SOSTAC® justifies an entire book to itself as each stage can involve a substantial amount of research, analysis and reflection.
However, as an introduction, we'll take a look at our interpretation and some essential questions to consider at each stage of the framework:
- Situation Analysis
Each stage is introduced below.
This first stage is all about looking at your current situation. In other words: Where are we now?
Some of the questions to consider at the start of your strategy include:
- Who are your digital customers right now?
- How do they interact with the brand?
- Which digital channels are they using?
- What are their demographics?
- What are the strengths, weaknesses, opportunities and threats to the whole organisation (SWOT analysis).
- Who are your competitors? How do they compete? For example, what are their key differentiators?
- Of the digital channels you are currently using, which are performing well, which are performing not so well?
What are the objectives of your strategy?
You might have different objectives for different stages of the online customer lifecycle. So, for example, you could write objectives relating to brand awareness, lead generation, acquisition, conversion, engagement and retention.
However, for your objectives to be successful, they need to be SMART:
An example of a SMART objective might be to 'Increase the number of website visitors who request more course information by 3% by the end of July next year. This will be measured through Google Analytics.'
How are you going to fulfil the objectives?
This involves analysing the information you gathered during the first stage of the plan, Situation Analysis. Some of the questions to consider at this stage include:
- Who is the target audience for your strategy?
- Which segments is your strategy going to target?
- What activities are your competitors engaged in that relates to your objectives? For example, if they have a weak Facebook presence, this might be a channel to investigate in terms of reaching your target audience.
- What are the activities and behaviour of your target audience that relate to the objectives?

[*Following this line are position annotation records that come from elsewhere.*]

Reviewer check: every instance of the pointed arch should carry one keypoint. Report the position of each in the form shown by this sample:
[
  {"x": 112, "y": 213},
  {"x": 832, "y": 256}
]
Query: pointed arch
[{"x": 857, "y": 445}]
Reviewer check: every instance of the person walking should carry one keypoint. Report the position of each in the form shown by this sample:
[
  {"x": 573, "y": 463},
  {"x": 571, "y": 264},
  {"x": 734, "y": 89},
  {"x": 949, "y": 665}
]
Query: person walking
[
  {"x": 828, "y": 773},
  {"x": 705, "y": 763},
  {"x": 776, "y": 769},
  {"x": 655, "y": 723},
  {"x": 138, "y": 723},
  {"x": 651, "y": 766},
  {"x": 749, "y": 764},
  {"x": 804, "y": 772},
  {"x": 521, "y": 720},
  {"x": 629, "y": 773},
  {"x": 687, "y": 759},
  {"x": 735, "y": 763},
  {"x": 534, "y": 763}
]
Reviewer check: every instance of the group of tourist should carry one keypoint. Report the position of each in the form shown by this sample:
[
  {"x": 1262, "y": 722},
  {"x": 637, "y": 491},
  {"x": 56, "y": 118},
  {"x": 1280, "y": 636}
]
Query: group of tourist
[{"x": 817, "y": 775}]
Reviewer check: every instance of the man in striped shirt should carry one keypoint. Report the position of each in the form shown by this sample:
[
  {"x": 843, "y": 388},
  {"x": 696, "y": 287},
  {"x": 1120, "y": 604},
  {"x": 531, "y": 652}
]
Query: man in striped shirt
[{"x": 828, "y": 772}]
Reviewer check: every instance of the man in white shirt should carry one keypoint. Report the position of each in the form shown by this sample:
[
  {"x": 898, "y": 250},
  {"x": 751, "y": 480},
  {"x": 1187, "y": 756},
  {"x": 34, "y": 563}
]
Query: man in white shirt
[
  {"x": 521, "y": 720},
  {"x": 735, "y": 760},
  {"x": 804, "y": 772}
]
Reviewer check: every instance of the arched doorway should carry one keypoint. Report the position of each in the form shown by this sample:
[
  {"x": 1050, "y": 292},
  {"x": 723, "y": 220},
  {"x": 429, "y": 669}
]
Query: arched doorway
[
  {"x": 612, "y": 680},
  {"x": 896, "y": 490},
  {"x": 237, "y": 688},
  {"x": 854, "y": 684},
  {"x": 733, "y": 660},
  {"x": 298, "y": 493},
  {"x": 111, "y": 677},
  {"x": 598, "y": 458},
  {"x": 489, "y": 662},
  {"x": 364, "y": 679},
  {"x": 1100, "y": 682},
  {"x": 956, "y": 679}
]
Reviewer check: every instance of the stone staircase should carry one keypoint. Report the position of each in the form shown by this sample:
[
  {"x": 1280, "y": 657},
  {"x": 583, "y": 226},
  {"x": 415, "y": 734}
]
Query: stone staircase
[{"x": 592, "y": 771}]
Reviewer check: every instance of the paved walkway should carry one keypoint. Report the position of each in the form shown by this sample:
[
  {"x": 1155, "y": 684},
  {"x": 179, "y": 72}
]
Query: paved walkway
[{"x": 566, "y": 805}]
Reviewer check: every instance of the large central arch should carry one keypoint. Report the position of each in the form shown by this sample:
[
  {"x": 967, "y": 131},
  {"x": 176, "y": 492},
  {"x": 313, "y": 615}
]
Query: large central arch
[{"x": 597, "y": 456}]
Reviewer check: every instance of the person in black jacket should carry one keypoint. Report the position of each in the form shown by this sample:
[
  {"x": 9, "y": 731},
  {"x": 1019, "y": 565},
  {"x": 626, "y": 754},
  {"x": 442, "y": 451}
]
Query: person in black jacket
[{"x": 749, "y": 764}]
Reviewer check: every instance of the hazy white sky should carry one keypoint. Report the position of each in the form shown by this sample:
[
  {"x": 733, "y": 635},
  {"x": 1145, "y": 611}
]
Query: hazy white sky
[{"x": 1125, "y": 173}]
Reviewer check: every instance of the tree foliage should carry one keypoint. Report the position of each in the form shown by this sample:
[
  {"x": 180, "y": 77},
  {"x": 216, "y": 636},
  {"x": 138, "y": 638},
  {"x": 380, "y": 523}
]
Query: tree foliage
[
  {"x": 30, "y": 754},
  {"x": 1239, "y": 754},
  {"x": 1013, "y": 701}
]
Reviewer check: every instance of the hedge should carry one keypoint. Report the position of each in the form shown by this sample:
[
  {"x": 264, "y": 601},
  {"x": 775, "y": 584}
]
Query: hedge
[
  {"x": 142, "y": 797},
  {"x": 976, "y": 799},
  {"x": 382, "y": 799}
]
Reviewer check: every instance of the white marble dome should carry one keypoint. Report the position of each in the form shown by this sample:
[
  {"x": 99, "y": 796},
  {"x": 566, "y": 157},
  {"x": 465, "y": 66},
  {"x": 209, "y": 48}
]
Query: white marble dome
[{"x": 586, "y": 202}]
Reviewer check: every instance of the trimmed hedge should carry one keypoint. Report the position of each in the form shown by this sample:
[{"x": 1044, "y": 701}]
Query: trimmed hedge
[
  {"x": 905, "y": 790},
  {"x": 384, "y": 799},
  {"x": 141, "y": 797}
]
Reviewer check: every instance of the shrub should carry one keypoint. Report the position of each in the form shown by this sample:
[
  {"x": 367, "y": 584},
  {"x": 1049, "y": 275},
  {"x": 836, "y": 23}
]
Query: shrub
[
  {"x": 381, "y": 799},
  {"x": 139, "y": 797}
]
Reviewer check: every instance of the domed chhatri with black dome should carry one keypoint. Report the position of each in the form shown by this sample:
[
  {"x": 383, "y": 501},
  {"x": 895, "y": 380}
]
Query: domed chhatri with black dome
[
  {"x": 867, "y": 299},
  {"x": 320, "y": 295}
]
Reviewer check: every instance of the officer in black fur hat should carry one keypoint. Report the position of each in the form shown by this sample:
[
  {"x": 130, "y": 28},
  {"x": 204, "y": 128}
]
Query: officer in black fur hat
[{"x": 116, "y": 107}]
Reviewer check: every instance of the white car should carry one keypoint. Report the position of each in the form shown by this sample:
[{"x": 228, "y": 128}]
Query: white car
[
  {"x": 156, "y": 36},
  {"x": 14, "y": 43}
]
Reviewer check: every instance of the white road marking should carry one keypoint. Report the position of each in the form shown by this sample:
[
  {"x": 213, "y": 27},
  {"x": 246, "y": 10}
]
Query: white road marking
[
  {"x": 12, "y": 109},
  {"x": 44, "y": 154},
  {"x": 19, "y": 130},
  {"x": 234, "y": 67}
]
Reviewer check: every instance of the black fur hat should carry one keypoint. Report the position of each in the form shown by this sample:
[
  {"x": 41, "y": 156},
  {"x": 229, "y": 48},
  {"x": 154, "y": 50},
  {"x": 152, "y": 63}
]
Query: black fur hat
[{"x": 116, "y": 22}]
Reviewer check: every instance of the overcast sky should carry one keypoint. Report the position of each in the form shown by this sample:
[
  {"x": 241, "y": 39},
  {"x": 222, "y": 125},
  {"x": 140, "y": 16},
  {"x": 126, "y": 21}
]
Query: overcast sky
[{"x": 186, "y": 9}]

For example, if your audience is particularly active on Facebook, then it might be a channel worth focusing on for your campaign.
- What is your Online Value Proposition? In other words, how are you going to differentiate yourself online? This applies even if your actual sale is offline, or you don't makes sales at all, if you're a charity, for example.
How 'exactly' are you going to fulfil the objectives?
This stage is all about the tactical tools, which ones are right for your target audience, and how are you going to reach them through these tools. That sort of thing.
Without the groundwork of completing the other stages, you'd stand a very good chance of wasting time and money here. And this is where a lot of folk go wrong - by jumping straight in at the tactics stage, the choice of tactics tends to be based on 'gut feel', rather than tangible strategy.
And some questions to consider at this stage include:
- Which tactical tools are you going to use to reach your target audience?
- How will your choice of tools allow you to target the intended audience?
- How will you convey your online value proposition?
- What do you need to develop in terms of a emails, posts, ads, landing pages along with lead-capture bait such as a newsletter, voucher, white paper, etc.
- How will you select the right content in terms of imagery, copy, call-to-action, etc.
- Is there any supporting set-up required? For example, set up UTM codes through URL Builder and conversion goals in Google Analytics.
Who does what and when?
This stage involves outlining the responsibilities and a schedule for the actions required to implement your tactics. In other words, what needs to be done, who will do it, and when will they do it. Does anything need to be outsourced, or do you have the skills within your organisation.
How are you going to monitor performance?
The last stage is to plan how you are going to monitor and measure whether you're meeting your strategy's objectives.
More than just tactical tools
The most important conclusion from this quick overview is that there's a lot more to digital marketing than just the tactical tools. You need the strategic groundwork in place to ensure you are using the right tactics to target your audience, with the right messages, through the right channels, at the right time.